Kansas Secretary of State Kris Kobach said Wednesday that he has no plans to recuse himself from a recount process in the race for governor because any counting of ballots would take place at the county level. “The recount thing is done on a county level, so the secretary of state does not actually participate directly in the recount,” Kobach said at a campaign event in Topeka after initial results showed him winning by fewer than 200 votes. “The secretary of state’s office merely serves as a coordinating entity overseeing it all but not actually counting the votes,” Kobach said, contending that his role puts him at arm’s length from the actual recount. No law requires Kobach to recuse himself, but legal and political experts said that he should do so to maintain trust in the election. Kobach, the state’s top election official, led Gov. Jeff Colyer in the Republican primary by a mere 191 votes Wednesday morning after each of the state’s 105 counties had posted election returns after technical difficulties in Johnson County delayed results on election night.

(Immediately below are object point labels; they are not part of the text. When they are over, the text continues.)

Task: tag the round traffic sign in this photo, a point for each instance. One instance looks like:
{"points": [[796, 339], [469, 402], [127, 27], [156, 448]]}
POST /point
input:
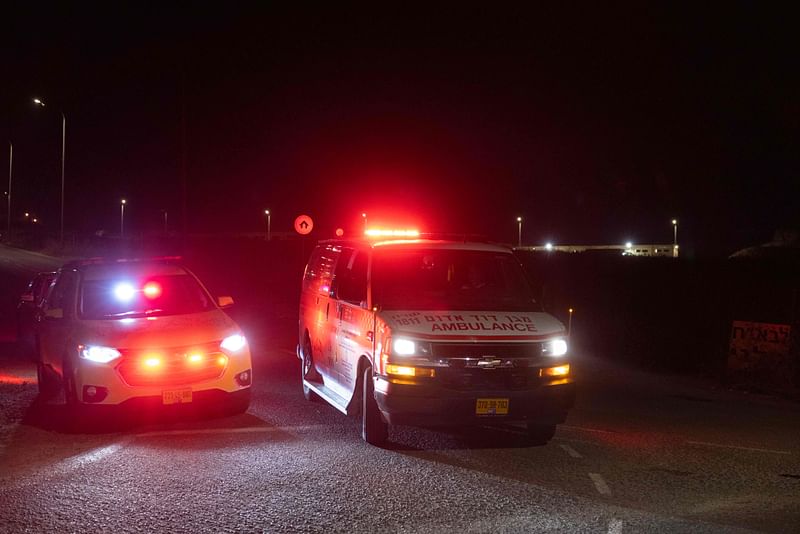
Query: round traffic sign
{"points": [[303, 225]]}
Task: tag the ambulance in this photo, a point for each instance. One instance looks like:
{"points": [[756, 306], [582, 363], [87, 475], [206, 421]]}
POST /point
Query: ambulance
{"points": [[402, 329]]}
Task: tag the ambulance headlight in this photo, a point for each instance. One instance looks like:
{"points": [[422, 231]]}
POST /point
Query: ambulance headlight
{"points": [[555, 347], [406, 347], [98, 354], [233, 343]]}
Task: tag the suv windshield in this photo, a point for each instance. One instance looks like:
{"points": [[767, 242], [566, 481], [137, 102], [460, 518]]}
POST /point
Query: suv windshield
{"points": [[450, 279], [152, 296]]}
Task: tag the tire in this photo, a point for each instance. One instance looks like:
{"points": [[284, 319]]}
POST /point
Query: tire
{"points": [[47, 381], [70, 387], [540, 434], [307, 370], [374, 429]]}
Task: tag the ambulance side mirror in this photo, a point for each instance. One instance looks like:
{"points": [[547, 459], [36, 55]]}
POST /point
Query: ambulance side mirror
{"points": [[53, 314]]}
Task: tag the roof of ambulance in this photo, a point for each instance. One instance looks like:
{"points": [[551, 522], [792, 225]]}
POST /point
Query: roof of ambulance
{"points": [[420, 243]]}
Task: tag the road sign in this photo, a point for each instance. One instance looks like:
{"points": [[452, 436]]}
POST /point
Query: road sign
{"points": [[303, 225]]}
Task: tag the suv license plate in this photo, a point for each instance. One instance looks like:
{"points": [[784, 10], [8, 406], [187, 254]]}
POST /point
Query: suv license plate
{"points": [[176, 396], [491, 407]]}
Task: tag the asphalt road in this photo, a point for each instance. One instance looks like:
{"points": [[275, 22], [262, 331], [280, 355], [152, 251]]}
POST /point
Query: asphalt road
{"points": [[639, 453]]}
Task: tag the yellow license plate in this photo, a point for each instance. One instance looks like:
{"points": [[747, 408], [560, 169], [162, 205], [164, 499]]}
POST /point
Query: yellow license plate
{"points": [[176, 396], [491, 407]]}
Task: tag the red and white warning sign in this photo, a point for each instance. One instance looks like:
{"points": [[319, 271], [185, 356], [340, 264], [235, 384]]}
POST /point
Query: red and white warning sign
{"points": [[303, 225]]}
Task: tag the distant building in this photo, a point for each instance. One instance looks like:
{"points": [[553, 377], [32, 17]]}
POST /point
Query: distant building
{"points": [[628, 249]]}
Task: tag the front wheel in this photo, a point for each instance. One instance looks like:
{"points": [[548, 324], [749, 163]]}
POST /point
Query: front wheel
{"points": [[374, 429], [70, 386], [47, 381], [307, 371]]}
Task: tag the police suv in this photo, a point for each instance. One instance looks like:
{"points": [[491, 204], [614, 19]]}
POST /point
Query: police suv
{"points": [[427, 332], [123, 331]]}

Colyer has the right to request that Kobach’s office initiate a recount if he remains trailing after counties tabulate provisional ballots and mail-in ballots postmarked by the deadline.

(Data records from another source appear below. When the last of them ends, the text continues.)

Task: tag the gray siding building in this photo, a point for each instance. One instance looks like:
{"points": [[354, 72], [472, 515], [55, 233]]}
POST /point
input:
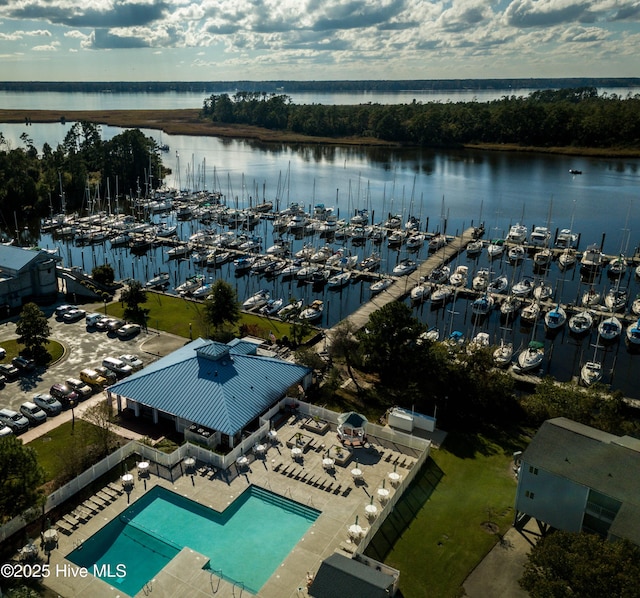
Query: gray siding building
{"points": [[575, 478]]}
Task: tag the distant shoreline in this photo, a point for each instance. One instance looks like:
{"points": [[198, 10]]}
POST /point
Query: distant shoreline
{"points": [[187, 122]]}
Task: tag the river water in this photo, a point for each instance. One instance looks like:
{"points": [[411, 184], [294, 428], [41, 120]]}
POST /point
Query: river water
{"points": [[445, 189]]}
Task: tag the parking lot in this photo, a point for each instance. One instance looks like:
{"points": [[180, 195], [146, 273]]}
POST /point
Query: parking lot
{"points": [[84, 348]]}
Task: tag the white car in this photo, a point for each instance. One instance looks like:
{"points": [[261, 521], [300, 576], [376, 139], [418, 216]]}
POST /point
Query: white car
{"points": [[132, 360]]}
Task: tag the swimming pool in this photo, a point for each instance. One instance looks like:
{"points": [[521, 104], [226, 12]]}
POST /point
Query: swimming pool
{"points": [[245, 543]]}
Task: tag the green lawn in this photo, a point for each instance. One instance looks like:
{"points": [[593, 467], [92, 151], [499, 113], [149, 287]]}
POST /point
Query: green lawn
{"points": [[176, 315], [436, 536]]}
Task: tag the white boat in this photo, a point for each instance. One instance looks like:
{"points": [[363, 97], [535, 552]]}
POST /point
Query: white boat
{"points": [[539, 236], [531, 312], [633, 333], [517, 233], [420, 292], [339, 280], [523, 288], [567, 258], [405, 267], [591, 297], [610, 328], [257, 300], [313, 312], [381, 285], [581, 322], [159, 281], [190, 285], [592, 259], [482, 306], [591, 372], [498, 285], [460, 276], [531, 358], [555, 318], [516, 253], [290, 310], [480, 281], [503, 354]]}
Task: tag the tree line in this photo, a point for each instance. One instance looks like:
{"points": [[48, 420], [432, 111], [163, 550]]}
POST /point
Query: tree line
{"points": [[578, 117], [84, 167]]}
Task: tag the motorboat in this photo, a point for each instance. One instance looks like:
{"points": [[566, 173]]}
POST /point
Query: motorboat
{"points": [[460, 276], [539, 236], [381, 285], [523, 288], [159, 281], [503, 355], [498, 285], [190, 284], [495, 248], [592, 259], [337, 281], [616, 299], [257, 300], [482, 306], [420, 292], [542, 291], [531, 358], [531, 312], [567, 258], [480, 281], [591, 297], [290, 310], [610, 328], [633, 333], [313, 312], [581, 322], [517, 233], [555, 318], [405, 267], [516, 253], [590, 373]]}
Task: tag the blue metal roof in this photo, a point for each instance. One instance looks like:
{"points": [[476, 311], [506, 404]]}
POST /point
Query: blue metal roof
{"points": [[224, 394]]}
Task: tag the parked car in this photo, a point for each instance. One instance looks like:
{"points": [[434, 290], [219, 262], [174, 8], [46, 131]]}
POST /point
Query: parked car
{"points": [[64, 394], [92, 319], [9, 371], [103, 324], [33, 413], [106, 373], [133, 360], [16, 421], [128, 331], [115, 325], [73, 315], [49, 404], [84, 391], [63, 309], [93, 378], [23, 364], [119, 367]]}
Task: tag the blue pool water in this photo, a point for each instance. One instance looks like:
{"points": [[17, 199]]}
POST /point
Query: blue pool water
{"points": [[245, 543]]}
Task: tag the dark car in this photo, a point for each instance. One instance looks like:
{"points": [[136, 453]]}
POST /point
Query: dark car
{"points": [[64, 394], [9, 371], [23, 364]]}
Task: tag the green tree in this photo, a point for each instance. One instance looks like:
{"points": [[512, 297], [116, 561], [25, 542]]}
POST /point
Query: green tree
{"points": [[20, 477], [564, 564], [221, 306], [133, 296], [103, 274], [33, 331]]}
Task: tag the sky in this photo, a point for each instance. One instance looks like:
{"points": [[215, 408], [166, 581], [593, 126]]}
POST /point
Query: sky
{"points": [[227, 40]]}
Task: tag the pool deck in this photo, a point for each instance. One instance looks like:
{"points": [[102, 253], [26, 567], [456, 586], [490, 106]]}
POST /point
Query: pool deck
{"points": [[335, 493]]}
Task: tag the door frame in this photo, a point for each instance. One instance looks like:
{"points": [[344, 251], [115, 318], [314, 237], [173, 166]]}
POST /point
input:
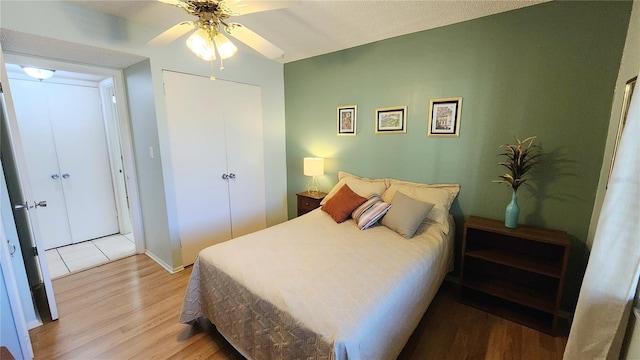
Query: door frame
{"points": [[124, 127]]}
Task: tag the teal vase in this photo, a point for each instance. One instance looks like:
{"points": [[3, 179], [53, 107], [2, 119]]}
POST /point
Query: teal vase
{"points": [[512, 212]]}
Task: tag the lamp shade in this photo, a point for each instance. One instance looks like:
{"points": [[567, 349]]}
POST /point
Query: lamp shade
{"points": [[313, 166]]}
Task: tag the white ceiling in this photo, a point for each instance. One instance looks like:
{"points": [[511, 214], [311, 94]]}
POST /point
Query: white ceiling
{"points": [[309, 28]]}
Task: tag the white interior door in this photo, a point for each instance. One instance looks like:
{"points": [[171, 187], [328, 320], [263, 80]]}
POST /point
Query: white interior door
{"points": [[30, 102], [68, 159], [245, 149], [198, 158], [85, 172], [19, 187]]}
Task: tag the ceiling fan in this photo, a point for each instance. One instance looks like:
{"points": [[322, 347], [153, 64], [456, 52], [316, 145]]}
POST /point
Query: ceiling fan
{"points": [[212, 24]]}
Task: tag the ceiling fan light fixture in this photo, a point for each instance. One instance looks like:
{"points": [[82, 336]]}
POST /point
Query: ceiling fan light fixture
{"points": [[36, 73], [226, 49], [200, 44]]}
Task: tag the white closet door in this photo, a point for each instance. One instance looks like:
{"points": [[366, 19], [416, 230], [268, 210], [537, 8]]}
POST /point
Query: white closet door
{"points": [[245, 156], [198, 157], [81, 144], [32, 112]]}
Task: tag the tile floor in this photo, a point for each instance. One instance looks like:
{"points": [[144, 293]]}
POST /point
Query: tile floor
{"points": [[71, 258]]}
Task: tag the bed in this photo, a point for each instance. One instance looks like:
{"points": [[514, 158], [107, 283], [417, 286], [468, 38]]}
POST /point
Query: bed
{"points": [[315, 288]]}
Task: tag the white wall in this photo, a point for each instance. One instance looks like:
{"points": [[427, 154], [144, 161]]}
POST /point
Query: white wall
{"points": [[63, 21]]}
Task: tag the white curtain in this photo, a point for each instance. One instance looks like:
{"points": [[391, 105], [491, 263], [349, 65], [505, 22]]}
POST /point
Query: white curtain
{"points": [[611, 278]]}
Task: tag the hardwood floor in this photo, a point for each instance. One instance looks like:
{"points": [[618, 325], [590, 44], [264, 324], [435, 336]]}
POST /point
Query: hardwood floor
{"points": [[129, 309]]}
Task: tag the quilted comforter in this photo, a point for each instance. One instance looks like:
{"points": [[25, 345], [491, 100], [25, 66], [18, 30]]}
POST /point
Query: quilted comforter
{"points": [[310, 288]]}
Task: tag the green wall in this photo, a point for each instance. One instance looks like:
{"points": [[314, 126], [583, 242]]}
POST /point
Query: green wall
{"points": [[548, 70]]}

He would also have to file a bond with Kobach’s office to cover the cost of a recount at a price set by Kobach. If a candidate wins following a recount, no action would be taken on the bond.
Mark Johnson, a Kansas City attorney with experience in election law, said Kobach’s role in setting the cost is the primary reason why he should recuse himself from the process. He said Kobach should cede this authority to a deputy.